Диссертация, защита… – думал Илья, – он и так пошел ради нее на недопустимые, мучительные компромиссы. Однако, и устоять перед женской просьбой Илья не мог…
– Ну, до защиты тебе не о чем беспокоиться, мне просто не до того будет, – уклонился он.
Из дома Илья вылетел в Новосибирск. Пять часов полета, за которые день успел превратиться в ночь, а ночь – разгореться в утро, перенесли Снегина так далеко, в такие недра, что он был искренне удивлен, встретив в чистеньком дачеподобном Академгородке привычных для глаза очкариков в серых костюмах, с белыми планками на груди, преисполненных кастового достоинства. Более того, тут оказалось десятка два «демократов», какой-то француз, «давний друг Советского Союза» и очень «прогрессивный философ и общественный деятель» Исландии.
Не успел «международный форум» по-настоящему открыться, как Илья потерял к нему всякий интерес.
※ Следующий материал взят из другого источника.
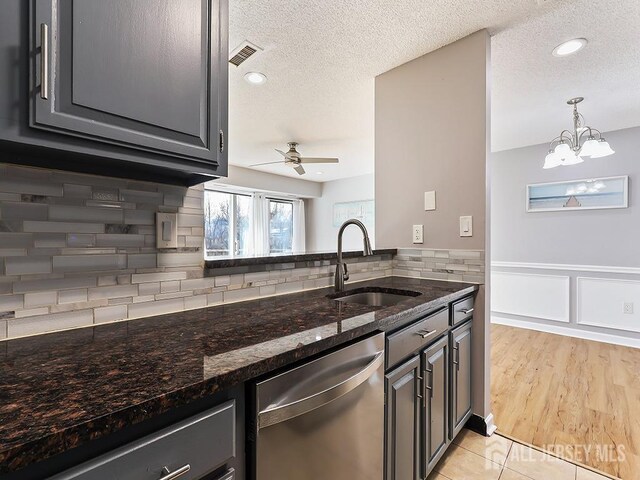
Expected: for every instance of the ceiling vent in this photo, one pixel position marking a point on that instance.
(243, 53)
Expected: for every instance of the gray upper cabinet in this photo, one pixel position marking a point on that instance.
(141, 84)
(402, 387)
(460, 377)
(435, 372)
(142, 74)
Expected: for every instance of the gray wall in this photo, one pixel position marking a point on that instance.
(432, 134)
(321, 233)
(432, 130)
(268, 182)
(590, 237)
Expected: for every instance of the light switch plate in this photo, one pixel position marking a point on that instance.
(430, 200)
(418, 233)
(466, 226)
(166, 230)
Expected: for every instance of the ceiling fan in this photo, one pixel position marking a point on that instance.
(293, 158)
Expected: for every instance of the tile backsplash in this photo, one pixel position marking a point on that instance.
(78, 250)
(440, 264)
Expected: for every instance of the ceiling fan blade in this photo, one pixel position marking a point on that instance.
(318, 160)
(267, 163)
(284, 154)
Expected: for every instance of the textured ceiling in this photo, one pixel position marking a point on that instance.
(530, 85)
(321, 57)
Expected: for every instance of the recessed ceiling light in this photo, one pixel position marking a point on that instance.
(255, 78)
(569, 47)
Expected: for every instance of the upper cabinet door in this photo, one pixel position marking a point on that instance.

Галин хлопотал, знакомил его с будущими оппонентами, рекламировал себя, расхваливая своего талантливого ученика, а ученик норовил убежать на берег реки, в лес, в Новосибирск и пару раз на день заглянуть на почту. Вскоре курносая, широколицая девушка в окошке стала встречать его улыбкой сожаления и покачивать головой. Но однажды, излучая счастье, она подарила ему два письма сразу. Мир вспыхнул и завертелся праздничным фейерверком. У Ильи едва хватило сил выйти и разыскать скамейку.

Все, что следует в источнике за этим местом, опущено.